Out of all the rights granted to American citizens the one that should be the most cherished and protected is that of the right to vote. Being able to have the right to raise one’s voice in deciding who will represent your thoughts and ideas in government is one of the purest forms of justice there is.

The history of voting started with no clear rules regarding eligibility. Voting power was granted by the states with most white men having the right to vote. As time passed, clear voting eligibility criteria was drafted making the right to vote a form of legal segregation prohibiting women and nonwhite men from voting. There would be many who fought, marched, cried, spoke up, and got knocked down before real voting reform took place.

August would become a very important month in regards to the issue of voting. Prior to the passage of The Voting Rights Act of 1965, there was the Selma to Montgomery marches. A number of nonviolent activists organized the marches along the 54-mile stretch of highway to protest the rights for African Americans to vote from March 7-21, 1965. The first march became known as Bloody Sunday for all the blood that was shed by the marchers from getting beat with billyclubs and having tear gas thrown on them. The late Congressman John Lewis thought he would have died as a result of his participation in the march. But he would go on and be a strong advocate for civil rights. The efforts of the many were not in vain as the Voting Rights Act was signed on August 6, 1965, and discriminatory election processes were removed that once held women and minorities back. However, those rights would be threatened in 2013 by a ruling of the Supreme Court ending protections that the original legislation protected.

Another historic August date would be August 26, 1920, when women were granted the right to vote by the passage of the 19th amendment. But this legislation did not include women of color. The Voting Rights Act of 1965 did fix that problem. This year we celebrate the centennial anniversary of the woman’s right to vote.

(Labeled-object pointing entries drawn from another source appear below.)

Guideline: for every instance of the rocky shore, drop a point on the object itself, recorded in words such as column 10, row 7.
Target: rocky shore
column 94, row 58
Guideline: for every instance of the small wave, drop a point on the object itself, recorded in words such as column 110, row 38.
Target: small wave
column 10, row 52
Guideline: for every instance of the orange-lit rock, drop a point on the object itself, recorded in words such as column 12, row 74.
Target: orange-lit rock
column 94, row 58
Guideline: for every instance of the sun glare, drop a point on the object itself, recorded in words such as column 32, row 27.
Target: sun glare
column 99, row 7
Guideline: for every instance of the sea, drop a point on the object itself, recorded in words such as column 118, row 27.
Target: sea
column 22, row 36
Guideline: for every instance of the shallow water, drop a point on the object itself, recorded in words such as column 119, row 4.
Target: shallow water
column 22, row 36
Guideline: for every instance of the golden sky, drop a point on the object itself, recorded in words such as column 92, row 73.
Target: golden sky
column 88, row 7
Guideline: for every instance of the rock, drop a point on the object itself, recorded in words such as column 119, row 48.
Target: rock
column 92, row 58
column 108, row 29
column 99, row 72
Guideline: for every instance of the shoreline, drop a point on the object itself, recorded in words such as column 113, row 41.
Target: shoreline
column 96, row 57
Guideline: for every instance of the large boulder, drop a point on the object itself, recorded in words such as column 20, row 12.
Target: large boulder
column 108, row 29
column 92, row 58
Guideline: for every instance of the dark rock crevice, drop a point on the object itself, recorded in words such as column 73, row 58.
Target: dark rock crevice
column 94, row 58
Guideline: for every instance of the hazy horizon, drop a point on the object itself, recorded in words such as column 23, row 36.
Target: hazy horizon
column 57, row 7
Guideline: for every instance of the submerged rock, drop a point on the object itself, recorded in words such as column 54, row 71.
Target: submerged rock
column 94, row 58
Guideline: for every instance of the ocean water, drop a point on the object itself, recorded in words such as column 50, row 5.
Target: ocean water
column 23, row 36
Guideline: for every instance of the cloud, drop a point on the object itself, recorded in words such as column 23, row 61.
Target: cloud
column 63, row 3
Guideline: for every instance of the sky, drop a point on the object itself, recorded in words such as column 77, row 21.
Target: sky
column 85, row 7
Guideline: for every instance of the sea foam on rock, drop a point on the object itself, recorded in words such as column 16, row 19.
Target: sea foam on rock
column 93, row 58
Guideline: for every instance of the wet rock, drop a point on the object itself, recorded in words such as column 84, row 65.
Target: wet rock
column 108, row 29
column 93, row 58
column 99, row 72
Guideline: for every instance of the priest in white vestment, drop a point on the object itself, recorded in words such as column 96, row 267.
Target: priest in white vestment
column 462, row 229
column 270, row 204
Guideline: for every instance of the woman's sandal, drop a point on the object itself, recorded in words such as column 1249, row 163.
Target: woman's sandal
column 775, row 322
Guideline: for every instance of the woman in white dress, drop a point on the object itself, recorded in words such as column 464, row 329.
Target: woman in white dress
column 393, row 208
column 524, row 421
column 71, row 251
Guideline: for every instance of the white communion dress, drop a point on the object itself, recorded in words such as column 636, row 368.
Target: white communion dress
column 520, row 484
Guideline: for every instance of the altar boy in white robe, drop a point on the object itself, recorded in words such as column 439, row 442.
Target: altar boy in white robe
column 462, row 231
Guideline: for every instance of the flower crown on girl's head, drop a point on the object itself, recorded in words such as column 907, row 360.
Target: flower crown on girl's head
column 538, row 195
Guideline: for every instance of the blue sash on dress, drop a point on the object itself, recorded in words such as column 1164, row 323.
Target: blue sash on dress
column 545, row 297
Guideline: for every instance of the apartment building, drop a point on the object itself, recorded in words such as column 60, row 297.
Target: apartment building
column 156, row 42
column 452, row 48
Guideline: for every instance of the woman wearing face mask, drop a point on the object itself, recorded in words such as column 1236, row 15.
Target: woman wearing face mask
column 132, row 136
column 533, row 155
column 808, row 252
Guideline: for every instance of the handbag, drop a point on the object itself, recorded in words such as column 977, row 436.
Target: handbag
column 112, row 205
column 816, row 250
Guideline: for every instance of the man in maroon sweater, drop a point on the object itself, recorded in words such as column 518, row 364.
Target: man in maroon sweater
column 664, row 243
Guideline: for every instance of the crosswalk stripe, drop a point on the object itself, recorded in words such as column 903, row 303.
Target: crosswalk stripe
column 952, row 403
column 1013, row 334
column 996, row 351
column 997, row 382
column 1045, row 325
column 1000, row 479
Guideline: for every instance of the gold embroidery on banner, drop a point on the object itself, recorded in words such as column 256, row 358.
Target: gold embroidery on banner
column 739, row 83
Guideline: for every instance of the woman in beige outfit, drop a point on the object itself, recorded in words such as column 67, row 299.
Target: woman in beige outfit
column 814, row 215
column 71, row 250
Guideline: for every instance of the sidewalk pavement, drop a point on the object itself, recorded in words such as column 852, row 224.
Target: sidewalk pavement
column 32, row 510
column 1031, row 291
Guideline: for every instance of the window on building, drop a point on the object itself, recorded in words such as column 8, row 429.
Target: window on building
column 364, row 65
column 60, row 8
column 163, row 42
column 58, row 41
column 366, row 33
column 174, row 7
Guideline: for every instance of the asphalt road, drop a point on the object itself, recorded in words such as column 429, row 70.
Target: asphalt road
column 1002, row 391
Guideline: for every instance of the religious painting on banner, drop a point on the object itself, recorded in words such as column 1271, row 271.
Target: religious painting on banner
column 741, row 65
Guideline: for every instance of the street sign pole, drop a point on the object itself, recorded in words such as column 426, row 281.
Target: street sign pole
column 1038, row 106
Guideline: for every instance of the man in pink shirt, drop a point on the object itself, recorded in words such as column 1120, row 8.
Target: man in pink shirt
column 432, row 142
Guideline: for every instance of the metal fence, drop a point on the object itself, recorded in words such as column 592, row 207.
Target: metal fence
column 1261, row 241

Voting has always been and will always be an important right for every American. But so many refuse to go vote. Whether it is because they don’t like the candidates, they find it too difficult, or they plain just don’t want to do so, I implore everyone to go vote. If you don’t vote, don’t complain. If you don’t vote, don’t request better because you had a chance to do so but you wasted the opportunity. If you don’t vote, don’t cry out for help. If you don’t at least try to effect change with your vote, why be part of any of the processes that follow.